Therapeutic potential of metformin in obese/diabetic patients has been associated to its ability to combat insulin resistance. However, it remains largely unknown the signaling pathways involved and whether some cell types are particularly relevant for its beneficial effects. M1-activation of macrophages by bacterial lipopolysaccharide (LPS) promotes a paracrine activation of hypoxia-inducible factor-1α (HIF1α) in brown adipocytes which reduces insulin signaling and glucose uptake, as well as β-adrenergic sensitivity. Addition of metformin to M1-polarized macrophages blunted these signs of brown adipocyte dysfunction. At the molecular level, metformin inhibits an inflammatory program executed by HIF1α in macrophages by inducing its degradation through the inhibition of mitochondrial complex I activity, thereby reducing oxygen consumption in a reactive oxygen species (ROS)-independent manner. In obese mice, metformin reduced inflammatory features in brown adipose tissue (BAT) such as macrophage infiltration, proinflammatory signaling and gene expression, and restored the response to cold exposure. In conclusion, the impact of metformin on macrophages by suppressing a HIF1α-dependent proinflammatory program is likely responsible for a secondary beneficial effect on insulin-mediated glucose uptake and β-adrenergic responses in brown adipocytes.

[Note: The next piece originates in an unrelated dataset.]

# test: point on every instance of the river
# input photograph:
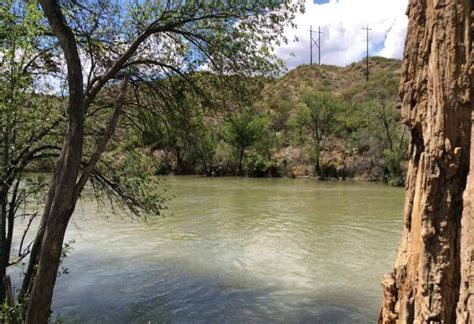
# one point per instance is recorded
(235, 250)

二甲双胍对肥胖/糖尿病患者的治疗潜力与其对抗胰岛素抵抗的能力有关。然而，所涉及的信号通路以及某些细胞类型是否与其有益作用特别相关，目前仍然很大程度上未知。细菌脂多糖 (LPS) 对巨噬细胞的 M1 激活促进棕色脂肪细胞中缺氧诱导因子 1α (HIF1α) 的旁分泌激活，从而减少胰岛素信号传导和葡萄糖摄取以及 β-肾上腺素能敏感性。向 M1 极化巨噬细胞中添加二甲双胍可减弱棕色脂肪细胞功能障碍的这些迹象。在分子水平上，二甲双胍通过抑制线粒体复合物 I 活性诱导 HIF1α 降解，从而抑制巨噬细胞中 HIF1α 执行的炎症程序，从而以不依赖活性氧 (ROS) 的方式减少耗氧量。在肥胖小鼠中，二甲双胍减少了棕色脂肪组织（BAT）中的炎症特征，例如巨噬细胞浸润、促炎信号传导和基因表达，并恢复了对冷暴露的反应。总之，二甲双胍通过抑制 HIF1α 依赖性促炎程序对巨噬细胞的影响可能是对棕色脂肪细胞中胰岛素介导的葡萄糖摄取和 β-肾上腺素能反应产生次要有益作用的原因。